I’ve spent a few days with the http://cortical.io white paper and implemented a very naïve retina supporting most of the API functionality that has been described. I’ve also added some simple operations of my own design. I’ve tested my retina with different types of texts and it looks promising.
I’ve ended up with two central questions: snippet distribution in the semantic space and the notion of “context” as described in the white paper.
When it comes to snippet distribution, I claim that it is more important to utilize as much of the space as possible to represent as much semantic information as possible rather than grouping semantically similar snippets close to each other. To this end, I’m using a hashing function to spread snippets in the space and make no attempts to inspect already added snippets.
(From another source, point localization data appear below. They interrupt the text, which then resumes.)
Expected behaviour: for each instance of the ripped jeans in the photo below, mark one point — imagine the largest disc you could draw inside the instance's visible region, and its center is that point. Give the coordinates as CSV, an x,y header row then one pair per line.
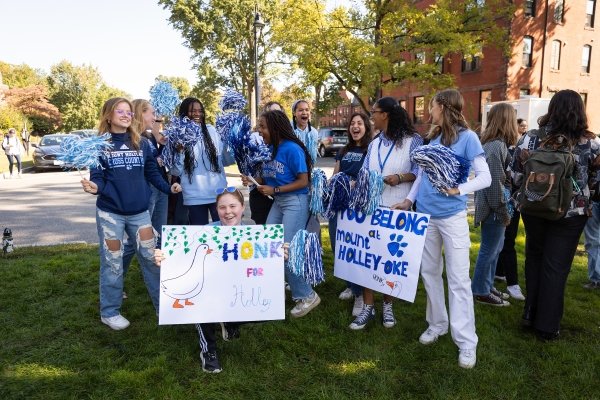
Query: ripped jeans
x,y
111,228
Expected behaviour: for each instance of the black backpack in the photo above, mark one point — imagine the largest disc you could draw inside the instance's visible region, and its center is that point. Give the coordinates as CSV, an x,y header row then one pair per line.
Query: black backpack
x,y
547,187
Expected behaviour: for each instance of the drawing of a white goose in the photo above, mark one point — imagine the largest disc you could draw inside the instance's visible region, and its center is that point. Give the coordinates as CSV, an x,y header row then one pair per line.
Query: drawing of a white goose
x,y
190,283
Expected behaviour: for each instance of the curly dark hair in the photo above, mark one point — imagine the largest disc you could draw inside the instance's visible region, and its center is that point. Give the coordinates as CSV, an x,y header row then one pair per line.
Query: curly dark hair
x,y
189,161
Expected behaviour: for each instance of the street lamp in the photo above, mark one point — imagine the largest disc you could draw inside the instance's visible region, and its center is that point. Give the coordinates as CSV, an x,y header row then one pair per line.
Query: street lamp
x,y
258,25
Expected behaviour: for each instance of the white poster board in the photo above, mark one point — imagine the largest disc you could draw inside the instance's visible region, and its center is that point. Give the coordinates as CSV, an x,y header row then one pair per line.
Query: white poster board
x,y
221,274
381,251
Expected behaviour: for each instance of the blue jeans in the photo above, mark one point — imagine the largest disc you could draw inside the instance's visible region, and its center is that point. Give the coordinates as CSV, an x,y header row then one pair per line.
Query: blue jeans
x,y
592,243
113,226
492,241
356,289
157,208
291,210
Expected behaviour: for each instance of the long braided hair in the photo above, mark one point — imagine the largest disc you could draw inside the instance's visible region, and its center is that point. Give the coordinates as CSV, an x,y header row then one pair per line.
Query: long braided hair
x,y
189,161
280,129
399,124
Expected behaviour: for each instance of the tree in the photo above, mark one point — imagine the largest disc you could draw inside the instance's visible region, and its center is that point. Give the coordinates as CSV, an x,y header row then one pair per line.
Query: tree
x,y
32,102
220,33
387,42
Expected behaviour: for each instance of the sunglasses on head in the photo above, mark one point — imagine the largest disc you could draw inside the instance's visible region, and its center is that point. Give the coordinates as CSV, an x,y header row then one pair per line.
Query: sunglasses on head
x,y
229,189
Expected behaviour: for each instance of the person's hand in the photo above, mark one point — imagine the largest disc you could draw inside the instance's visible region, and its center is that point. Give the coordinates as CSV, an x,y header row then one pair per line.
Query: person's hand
x,y
405,205
176,188
89,186
452,192
159,256
266,190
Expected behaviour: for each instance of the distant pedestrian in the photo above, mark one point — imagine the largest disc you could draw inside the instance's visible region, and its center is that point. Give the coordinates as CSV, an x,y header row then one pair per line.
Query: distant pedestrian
x,y
12,148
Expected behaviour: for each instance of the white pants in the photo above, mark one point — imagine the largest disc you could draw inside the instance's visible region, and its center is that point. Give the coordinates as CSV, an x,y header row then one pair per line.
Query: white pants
x,y
453,234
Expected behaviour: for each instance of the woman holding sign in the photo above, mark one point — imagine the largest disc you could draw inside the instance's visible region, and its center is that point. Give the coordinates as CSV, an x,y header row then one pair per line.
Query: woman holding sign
x,y
286,178
389,155
448,229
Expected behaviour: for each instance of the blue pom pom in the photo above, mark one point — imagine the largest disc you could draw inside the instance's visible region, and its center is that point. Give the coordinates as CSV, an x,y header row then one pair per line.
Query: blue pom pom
x,y
164,98
318,191
83,152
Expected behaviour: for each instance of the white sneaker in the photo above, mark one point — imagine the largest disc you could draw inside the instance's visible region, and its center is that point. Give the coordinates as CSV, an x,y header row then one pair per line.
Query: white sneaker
x,y
429,336
467,358
346,294
359,303
304,306
116,323
515,292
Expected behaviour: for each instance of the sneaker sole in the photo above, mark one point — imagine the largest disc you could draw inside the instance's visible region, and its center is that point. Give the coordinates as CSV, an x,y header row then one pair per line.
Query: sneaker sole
x,y
307,310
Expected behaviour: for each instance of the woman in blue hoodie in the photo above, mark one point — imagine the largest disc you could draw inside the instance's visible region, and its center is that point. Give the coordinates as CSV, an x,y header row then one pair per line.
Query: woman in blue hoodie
x,y
121,184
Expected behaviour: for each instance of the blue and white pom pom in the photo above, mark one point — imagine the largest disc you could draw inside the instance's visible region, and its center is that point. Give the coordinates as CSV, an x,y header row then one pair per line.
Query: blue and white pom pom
x,y
318,192
443,167
338,198
164,98
180,133
84,153
305,257
366,194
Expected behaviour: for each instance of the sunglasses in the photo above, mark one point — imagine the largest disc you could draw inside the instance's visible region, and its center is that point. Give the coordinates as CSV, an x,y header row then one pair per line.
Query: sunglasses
x,y
229,189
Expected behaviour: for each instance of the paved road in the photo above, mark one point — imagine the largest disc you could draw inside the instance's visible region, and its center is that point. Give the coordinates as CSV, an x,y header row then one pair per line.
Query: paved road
x,y
50,207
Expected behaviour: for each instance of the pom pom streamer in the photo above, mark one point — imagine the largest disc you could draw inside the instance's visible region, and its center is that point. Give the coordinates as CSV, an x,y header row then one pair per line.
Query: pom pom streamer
x,y
83,152
366,194
318,192
443,167
180,133
164,98
306,257
338,198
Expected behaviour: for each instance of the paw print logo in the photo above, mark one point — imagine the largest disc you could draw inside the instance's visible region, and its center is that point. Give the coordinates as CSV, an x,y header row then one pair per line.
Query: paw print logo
x,y
396,245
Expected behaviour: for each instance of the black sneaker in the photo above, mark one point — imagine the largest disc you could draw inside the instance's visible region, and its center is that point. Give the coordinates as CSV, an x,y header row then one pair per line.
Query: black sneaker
x,y
210,363
230,331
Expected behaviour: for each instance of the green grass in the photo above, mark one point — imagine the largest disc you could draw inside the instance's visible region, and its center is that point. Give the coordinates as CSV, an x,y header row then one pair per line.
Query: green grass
x,y
53,345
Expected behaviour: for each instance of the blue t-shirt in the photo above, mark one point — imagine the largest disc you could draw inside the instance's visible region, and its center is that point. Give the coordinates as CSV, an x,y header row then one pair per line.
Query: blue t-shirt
x,y
438,205
288,163
351,162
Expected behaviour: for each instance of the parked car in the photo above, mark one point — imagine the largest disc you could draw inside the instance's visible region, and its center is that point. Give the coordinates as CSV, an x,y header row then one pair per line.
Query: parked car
x,y
84,133
44,155
331,140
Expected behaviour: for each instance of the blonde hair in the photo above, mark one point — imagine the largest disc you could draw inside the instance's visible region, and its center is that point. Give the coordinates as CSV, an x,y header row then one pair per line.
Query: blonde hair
x,y
501,124
106,114
140,106
452,104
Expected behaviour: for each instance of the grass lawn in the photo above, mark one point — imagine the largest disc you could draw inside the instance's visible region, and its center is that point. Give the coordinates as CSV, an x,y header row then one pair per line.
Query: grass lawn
x,y
53,345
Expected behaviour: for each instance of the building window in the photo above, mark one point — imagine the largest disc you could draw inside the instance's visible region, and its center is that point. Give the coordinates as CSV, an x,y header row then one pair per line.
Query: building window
x,y
586,56
559,10
527,51
590,9
419,109
438,60
529,8
555,56
485,97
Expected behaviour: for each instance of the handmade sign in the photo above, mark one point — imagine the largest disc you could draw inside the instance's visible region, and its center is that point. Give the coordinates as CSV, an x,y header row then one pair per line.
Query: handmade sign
x,y
381,251
221,274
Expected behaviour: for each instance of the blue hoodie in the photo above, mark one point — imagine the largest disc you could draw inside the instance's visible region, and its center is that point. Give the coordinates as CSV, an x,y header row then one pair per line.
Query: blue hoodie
x,y
123,178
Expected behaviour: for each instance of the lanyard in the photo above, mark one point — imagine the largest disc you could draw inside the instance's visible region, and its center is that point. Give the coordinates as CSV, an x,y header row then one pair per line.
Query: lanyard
x,y
381,165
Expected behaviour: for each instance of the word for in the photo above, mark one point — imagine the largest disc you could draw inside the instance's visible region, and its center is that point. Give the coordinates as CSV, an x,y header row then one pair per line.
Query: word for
x,y
248,250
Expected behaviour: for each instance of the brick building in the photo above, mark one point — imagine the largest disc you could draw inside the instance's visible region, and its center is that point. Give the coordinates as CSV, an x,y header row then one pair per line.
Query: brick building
x,y
552,49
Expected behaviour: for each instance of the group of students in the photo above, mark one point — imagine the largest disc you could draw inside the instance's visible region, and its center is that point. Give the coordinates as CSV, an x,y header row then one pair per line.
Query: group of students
x,y
282,197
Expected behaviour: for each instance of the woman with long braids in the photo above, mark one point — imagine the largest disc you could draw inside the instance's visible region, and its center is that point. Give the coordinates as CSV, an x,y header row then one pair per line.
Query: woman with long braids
x,y
448,229
201,167
388,154
286,178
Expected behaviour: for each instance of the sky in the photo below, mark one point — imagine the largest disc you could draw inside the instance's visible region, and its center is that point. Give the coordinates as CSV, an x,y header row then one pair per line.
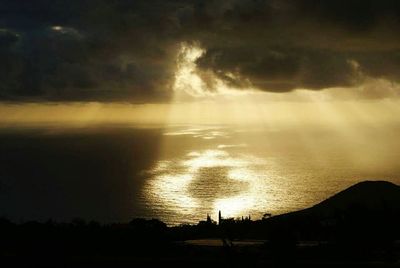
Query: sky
x,y
96,94
144,61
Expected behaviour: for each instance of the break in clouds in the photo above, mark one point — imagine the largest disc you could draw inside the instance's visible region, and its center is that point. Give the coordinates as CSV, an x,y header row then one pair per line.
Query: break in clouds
x,y
127,50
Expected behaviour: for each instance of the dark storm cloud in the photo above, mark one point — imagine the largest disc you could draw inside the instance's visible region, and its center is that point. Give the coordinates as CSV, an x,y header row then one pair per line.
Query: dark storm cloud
x,y
126,50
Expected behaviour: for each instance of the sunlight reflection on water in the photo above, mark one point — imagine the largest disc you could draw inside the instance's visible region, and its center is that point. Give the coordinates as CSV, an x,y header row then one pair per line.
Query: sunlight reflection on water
x,y
209,180
241,172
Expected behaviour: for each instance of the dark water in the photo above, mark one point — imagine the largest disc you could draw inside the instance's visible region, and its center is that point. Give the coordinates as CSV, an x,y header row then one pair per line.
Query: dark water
x,y
179,174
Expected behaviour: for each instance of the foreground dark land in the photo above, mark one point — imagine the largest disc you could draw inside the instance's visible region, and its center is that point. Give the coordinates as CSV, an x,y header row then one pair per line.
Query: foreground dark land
x,y
358,226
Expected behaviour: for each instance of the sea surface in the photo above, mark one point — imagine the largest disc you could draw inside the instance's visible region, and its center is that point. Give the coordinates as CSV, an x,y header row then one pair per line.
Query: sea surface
x,y
179,174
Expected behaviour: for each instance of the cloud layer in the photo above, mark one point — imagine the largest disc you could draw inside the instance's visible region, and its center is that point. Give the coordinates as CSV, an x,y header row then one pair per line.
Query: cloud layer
x,y
126,50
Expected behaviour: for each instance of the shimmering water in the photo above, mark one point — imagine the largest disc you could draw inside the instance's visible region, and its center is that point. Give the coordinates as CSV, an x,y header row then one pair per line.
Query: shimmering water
x,y
252,172
179,174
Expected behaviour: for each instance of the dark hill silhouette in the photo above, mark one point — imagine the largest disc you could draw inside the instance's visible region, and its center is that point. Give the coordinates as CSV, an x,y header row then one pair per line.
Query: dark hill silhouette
x,y
371,196
366,214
As I can not compare my implementation with the reference implementation, since it’s proprietary as far as I know, I do not have any objective measure for how well my retina works. To help with this, I’m wondering if anyone here has a good suggestion for a well documented algorithm with known semantic properties for populating the semantic space that could be used for comparison.
(EDIT: Added clarification for my question.)
My question about context is much more basic: what is actually claimed to be performed through the context endpoint in the API? The documentation is very vague and the wording is weak when it comes to the claims being made.
The example being used is “apple” appearing in three different contexts: “software”, “fruit” and “desktop”. I can not find any description of how these contexts are deduced or how using one of these contexts to further specify what should be returned in future semantic searches affects the algorithm.
Am I just blind or is this also part of the proprietary technology? Has anyone any ideas as to how these contexts are deduced and how they are used in semantic searches?
As for my own implementation, the following is a description (for anyone curious) of what I’ve implemented and the texts I’ve used for testing.
The basic functionality is the semantic search as described in the white paper where a fingerprint is used to find the best overlaps with other fingerprints, removing the bits for the best match and repeat the search and culling until no bits are left. I’ve added a cut off where at least three bits must overlap to generate a match. This limit is arbitrary but it seems to remove coincidental snippet overlaps.
Every snippet contains at least two sentences and sometimes three.
Handling of stop words has been added to not have semantically interesting matches pushed down by words as “the” and “a”.
It is possible to list all snippets that are connected to a fingerprint and to generate a frequency list for all tokens in these snippets.
It is possible to perform a semantic search where two or more fingerprints are bitwise OR:ed or bitwise AND:ed.
I have tested my implementation with the Wikipedia page for Sweden, the book Laech by Plato, a public corpus with american English with some 500k words from different domains, a book about Roman archaeology in Britain, “On the origin of species” by Charles Darwin and the novella “Little Brother” by Cory Doctorow.
Part of a session with the Wikipedia page on Sweden looks something like this:
Reading snippets
436 snippets
436 mapped indices, 0.0266113 (~3% of the semantic space is used)
4235 tokens
Enter token:
denmark
denmark (17): (17 bits in the fingerprint)
swedish (10) (best overlap)
sweden (8)
norway (7)
finland (6)
scandinavian (4)
also (4)
danish (4)
countries (4)
south-west (3)
bridge (3)
swedish (10) => (7) (the 10 bits are removed from the original fingerprint)
sweden (4)
bridge (3)
countries (3)
sweden (4) => (3) (no more matches are generated)
(EDIT: Fixed formatting.)